Maiguru is interfering in my marriage
Dear Amai, I am a married man aged 33. My wife who is 27 and I were blessed with two beautiful kids. My problem amai is that my in laws are nosey, especially maigururu, sisi vemudzimai wangu. She interferes with everything we do and she is the best friend of my wife. They discuss everything that goes on behind our closed doors. There is no secret that can be kept between us. Maiguru is not married why can’t she leave my marriage alone? We have had a talk about her being an unwanted third party in my marriage. If this behaviour continues I am prepared to leave her sister and look for another wife. She must mind her own business.

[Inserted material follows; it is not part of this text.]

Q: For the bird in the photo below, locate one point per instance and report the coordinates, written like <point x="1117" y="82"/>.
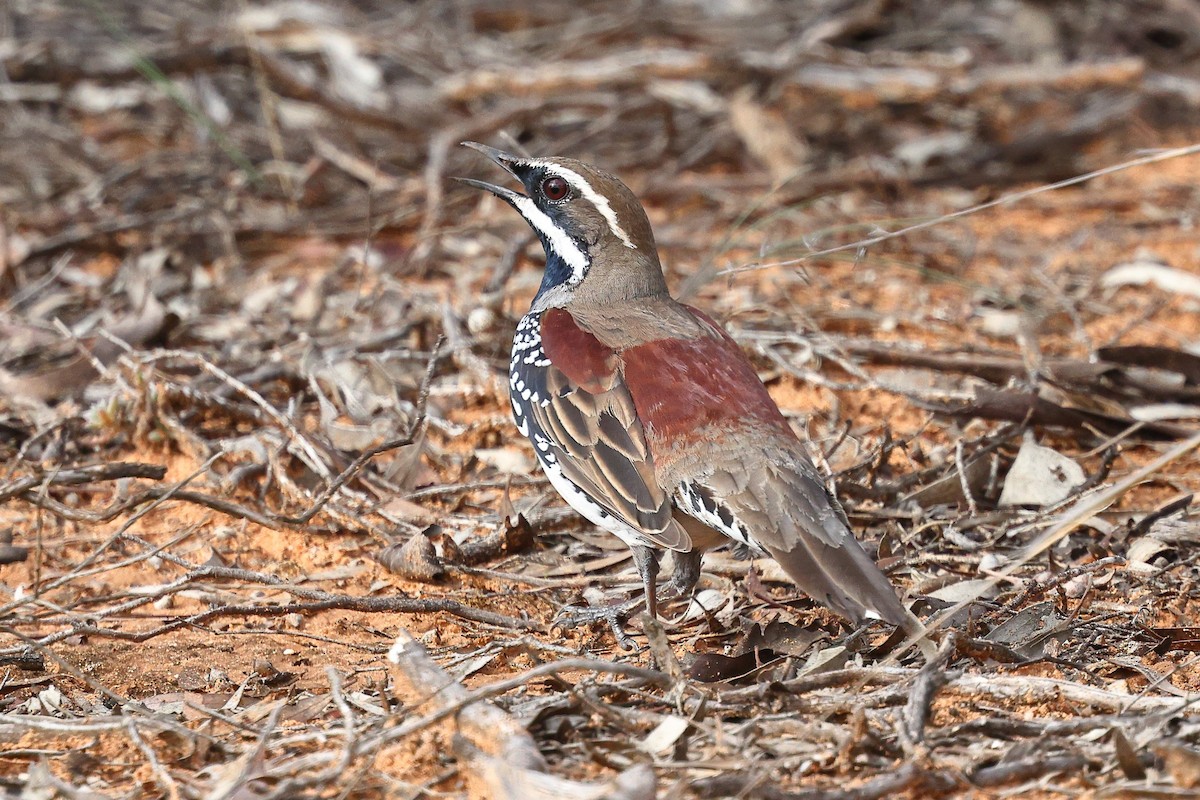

Hello dear writer. Your letter is rather short and when people write to me I encourage them to furnish me with as much details as they can. Regardless, I will do my best to give you sound advice. You say she is interfering with your marriage but you do not tell me exactly what she is doing. Just saying varikukutonga is not giving me much to go on. You are right a marriage is for two people but we welcome input from our friends and family as long as they give us constructive ideas. Take it one step at a time and see what the real problem is. Your wife should learn to keep what you describe as secrets to herself. There is no way maiguru can guess these things. It seems like you don’t get on well with her. The fact that she is not married does not make her a lesser person she remains your sister in law and your wife’s mukoma. Maiguru should not overstep her boundaries. Being close with your sister is natural. It is a common thing among siblings. It is also good for the well-being of the family and siblings. If maiguru continues with what you deem to be wayward behaviour then you can tell tete as the first step and see how it goes. You did not give me details of why kusaroorwa kwamaiguru kwapinda munyaya. Why do I have a feeling that your mind is already made up about getting another wife. Why are you already jumping the gun? Let’s work things out first and see how it goes. Marriages are for life. You don’t even think of the two kids you have wakutoda mumwe mukadzi? What guarantee do you have that all will be well with the next woman? Please remember when you make decisions as parents most of them will affect your innocent kids too. Finally keep your wife in check she is the one who is confusing you and maiguru. Sit down and have a candid talk as husband and wife. Remember to always pray for your family.